Cette affirmation douteuse provenait de Sherlock. Blafard, les joues creusées, le jeune homme semblait noyé dans la montagne de draps d'hôpital. Face à lui, fermé, Lestrade refusa de se laisser faire.
Sherlock comprit que, pour une fois, il ne s'en tirerait pas à si bon compte.
- Ce n'était pas que la drogue.
- Tu ne pesais plus que cinquante kilos.
- Je ne ressens pas le besoin de manger. Cela ralentit le cerveau, se défendit Sherlock, intimement convaincu du bien-fondé de ses propos.
Se frottant vigoureusement le visage d'une main, Lestrade en vint à se demander si l'étage psychiatrique n'aurait pas été plus indiqué pour le patient face à lui.

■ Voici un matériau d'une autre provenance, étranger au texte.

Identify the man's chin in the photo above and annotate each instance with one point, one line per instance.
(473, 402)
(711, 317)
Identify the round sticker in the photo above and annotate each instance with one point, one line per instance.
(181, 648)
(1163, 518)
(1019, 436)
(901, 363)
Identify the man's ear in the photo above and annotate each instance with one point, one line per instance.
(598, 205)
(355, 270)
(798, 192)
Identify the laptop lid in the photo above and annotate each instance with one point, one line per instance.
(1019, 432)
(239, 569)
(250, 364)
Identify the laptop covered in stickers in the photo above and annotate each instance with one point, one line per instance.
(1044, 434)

- Parfois, je me demande si tu joues avec mes nerfs par plaisir ou si mon décès prématuré t'apporterait un quelconque avantage.
- Loin de là. Je ne gagnerais rien à ce que vous mouriez jeune… ce qui se produira si vous ne cessez pas de vous inquiéter sans raison.

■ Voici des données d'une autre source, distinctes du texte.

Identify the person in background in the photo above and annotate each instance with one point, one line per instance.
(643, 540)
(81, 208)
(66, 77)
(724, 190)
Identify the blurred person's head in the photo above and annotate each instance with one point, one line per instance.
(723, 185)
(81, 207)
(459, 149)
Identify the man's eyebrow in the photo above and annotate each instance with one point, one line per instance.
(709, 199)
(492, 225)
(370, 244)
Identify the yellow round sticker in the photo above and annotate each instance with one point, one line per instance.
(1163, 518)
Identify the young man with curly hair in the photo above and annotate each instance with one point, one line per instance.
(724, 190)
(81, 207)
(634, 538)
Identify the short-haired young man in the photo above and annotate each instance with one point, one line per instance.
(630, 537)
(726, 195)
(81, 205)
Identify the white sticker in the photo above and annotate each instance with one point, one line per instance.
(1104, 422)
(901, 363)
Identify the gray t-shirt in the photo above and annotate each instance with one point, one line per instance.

Greg jeta un coup d'œil curieux au tuyau qui pendait de la perfusion. Combien prendrait-il pour étranglement s'il se débrouillait habilement pour faire disparaître les preuves ? Lestrade chassa finalement cette idée de sa tête, songeant à sa réputation ruinée pour un insupportable gamin.
- Sans raison ? Je m'inquiète pour toi.
- J'ai réduit drastiquement ma consommation. Je serai bientôt en mesure de me sevrer.
Lestrade éclata d'un rire ironique, provoqué par l'attitude nonchalante de Sherlock.
- Comment pourrais-je te faire confiance ? Tu n'es même pas foutu de t'alimenter correctement !
- Bien, je mangerai… mais laissez-moi bosser à vos côtés.
Au terme d'une longue discussion animée, Lestrade soupira bruyamment, soldant l'échange avec fermeté :
- Très bien ! Cependant, c'est mon job, mes enquêtes, mes règles, Sherlock !
L'apprenti détective sourit, victorieux.
- J'accepte.
Saint Bart's Hospital – 14 novembre 2007- Une prise de sang n'est absolument pas nécessaire.
Assis sur un tabouret, tournoyant sur lui-même, Lestrade refusa la moindre remarque de Sherlock. Ayant décidé qu'il ne l'intégrerait à ses enquêtes que si l'apprenti détective était totalement clean, Greg avait insisté pour un contrôle épisodique.
Conscient qu'il prenait déjà des risques non négligeables en intégrant un ancien drogué dans son cercle professionnel, Lestrade refusait d'avancer à l'aveugle. Donovan et son nouveau coup de cœur, le légiste Anderson, le menaçaient suffisamment d'en référer à leur supérieur au prochain débordement de Sherlock.
- Tu verras… Elle est charmante en plus, commenta Lestrade. Elle me file régulièrement des coups de main. Une gentille fille.
L'intérêt professionnel que représentait l'apprenti détective motivait largement sa démarche laborieuse. Les talents de déduction et de logique du jeune homme constituaient un atout des plus profitables. Au-delà de cette considération, Sherlock le divertissait. Epaté par ses premières démonstrations, Lestrade éprouvait de l'intérêt à côtoyer le phénomène. Ce gars-là était unique. Cela méritait amplement quelques contrariétés à l'occasion.
Une laborantine, discrète et bienveillante, apparut dans la pièce.
- Mrs Hooper ? J'ai besoin d'un service. Une prise de sang dans le cadre du… travail. Cependant, j'aimerais autant qu'elle ne soit renseignée nulle part. C'est un cas un peu particulier.
Nerveuse, la jeune femme fixa à plusieurs reprises l'inconnu qui se tenait dans le bureau. Les joues rouges, elle manifesta ses craintes à voix haute :
- Je ne risque rien, n'est-ce pas ?
- Absolument rien, répondit aussitôt Lestrade, sûr de lui.
- Vous ne devriez pas le croire, conseilla Sherlock, se raccrochant à la perspective d'échapper à la prise de sang.
Interprétant la dernière remarque comme une forme d'humour maladroite, Mrs Hooper éclata de rire.
- Vous êtes drôle, lui adressa-t-elle comme compliment en préparant le nécessaire pour la prise de sang. Bras gauche ou droit ?
Sherlock remonta sa manche gauche jusqu'à révéler son coude, fixant agressivement l'inspecteur Lestrade qui observait la scène avec amusement.
- Je ne suis pas drôle. Je suis manipulé et victimisé par un membre de Scotland Yard.
Greg lui fit un clin d'œil, un sourire revanchard sur les lèvres.
- C'est quoi encore, la phrase ? Ah oui ! Cela en vaut la peine.